Il est bien évidemment aisé, voire de bon ton, de condamner un artiste dès lors qu’un usage immodéré de l’autotune imposerait ce chant popifiant et rap-à-l’eau, à l’image de ces ritournelles sans saveurs déferlant à longueur de temps dans les rayons des supermarchés.
Avec Nelson Beer, ce serait une erreur. D’ailleurs, peut-être même qu’il en use comme d’une provocation, cultivant un décalage entre une posture arty très tranchée, avec par exemple ses intrépides aventures bruitistes, ou encore cette poésie désenchantée, et un son ouvertement pop tendance club, bardé de nappes électro. Par instant, il se fait bande-son d’une sorte d’expérimentation artistique (bande-son que Nelson Beer a d’ailleurs déjà composée dans le cadre d’expositions bien réelles) ; l’instant d’après le voilà singeant un refrain aux allures de tube FM.

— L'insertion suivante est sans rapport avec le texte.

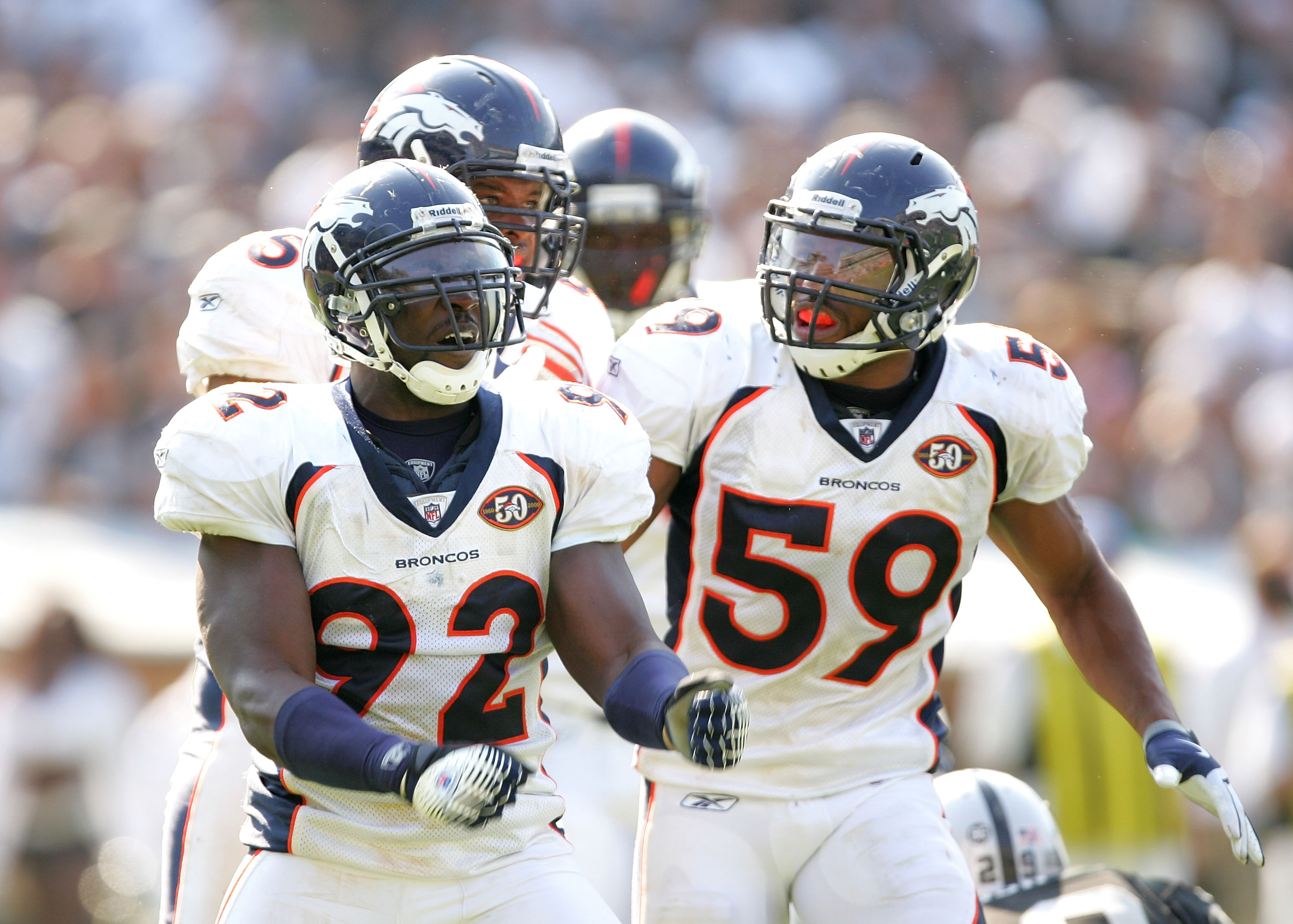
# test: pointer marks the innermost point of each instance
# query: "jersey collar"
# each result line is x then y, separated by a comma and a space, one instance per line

La précision du travail de conception d’un univers sonore riche permet de déduire sans difficultés que ces fugaces instants constituent bien un moyen assumé pour former un cocktail dont le sens ne serait pas de faire du rap, de la musique de club ou de l’expérimentation musicale, mais bien de délivrer un (trop ?) court album, affichant sans complexe une double vérité, celle d’une volonté de séduire et celle d’assumer le chaos, à l’image d’un artiste décidément fascinant.